Yields of the early rice crop in Arkansas this year were good and in some cases very good. However, yields became more variable as harvest progressed.
The best assessments are that the last half of the crop would not be as promising as some of the yields for the earlier crop.
There were reports from some sources that Arkansas is harvesting a bumper crop. It looks more like a bent fender crop right now as I write this. I’ve heard about money problems and producers cutting corners on fungicides and nitrogen.
Everyone knows these things make a crop green but some producers lacked the green in their wallets to buy them this year. We are still behind the yield curve.
Back in early May, some were forecasting a 5 percent increase in rice acreage while our sources were thinking it would be down 12 percent or more.
We’re probably looking at a 190 million hundredweight crop, which is about where we pegged it on May 13. The biggest swing is out of Arkansas.
I wish we could have had reliable reports earlier in the season. We have been shocked by the eventual acreage cut this year, the rice stocks in August and now the rice yields in Arkansas. It has given rice futures goose bumps in the last five months.
Enough of the market spin in Arkansas, what about the world market situation and its inevitable spin factors?
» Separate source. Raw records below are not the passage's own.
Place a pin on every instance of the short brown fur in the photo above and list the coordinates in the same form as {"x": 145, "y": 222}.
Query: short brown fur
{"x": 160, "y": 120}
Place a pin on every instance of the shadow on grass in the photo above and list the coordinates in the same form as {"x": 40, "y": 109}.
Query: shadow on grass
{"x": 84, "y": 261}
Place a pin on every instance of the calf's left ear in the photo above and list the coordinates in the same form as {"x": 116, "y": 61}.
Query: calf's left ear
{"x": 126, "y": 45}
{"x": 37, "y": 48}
Thailand had a coup in 2006, and the bears in Asia are saying this changes everything. Will the Thai government stop supporting prices? What will happen to prices?
After another Thailand coup in 1992, the price of rice plunged over the following 12 months. But the price fell because the Vietnamese government jumped into the market, dumping rice in 1992 and in 1993.
Now the opposite is the case, Vietnamese prices are rising; they are running out of rice and may have lower production this year and next. I believe prices will be up in 2006-2007.
Thailand is not alone in supporting higher rice farm prices. India, China and Indonesia have all gotten on the rice support bandwagon.
The world market price in local markets continues to edge higher at the wrong time of the year — as we are moving into the main crop harvest for Asia. Prices are moving higher because production is not going up much in China, Indonesia or in Vietnam.
Rice production is going up in India, which is the good news for India. Government rice procurement is up in India, which is double good news. India has also become a huge importer of wheat, just when Australia’s wheat and rice crops may be lowered by 50 percent or more this fall.
It is best to think of this situation in terms of food grains. We are in a food grain bull market and the current El Niño has crunched out hurricanes in the Atlantic and hurt the Australian wheat crop. If this El Niño stays around through 2007 — and remember we have had El Niños that lasted awhile — then it could bump into India next summer and turn their rice crop from bumper crop to a bent fender as well.
The El Niño forecast has gone from mild to moderate, and its impact has been like a punch in the face for global food grain production around the Pacific region so far this year, and it is still gaining momentum.
This is why I like El Niños. There is an agreed upon database and the science is relatively straightforward. Every El Niño forecast has the name of the forecaster tied to it. If only Arkansas rice forecasts could be so clear-cut.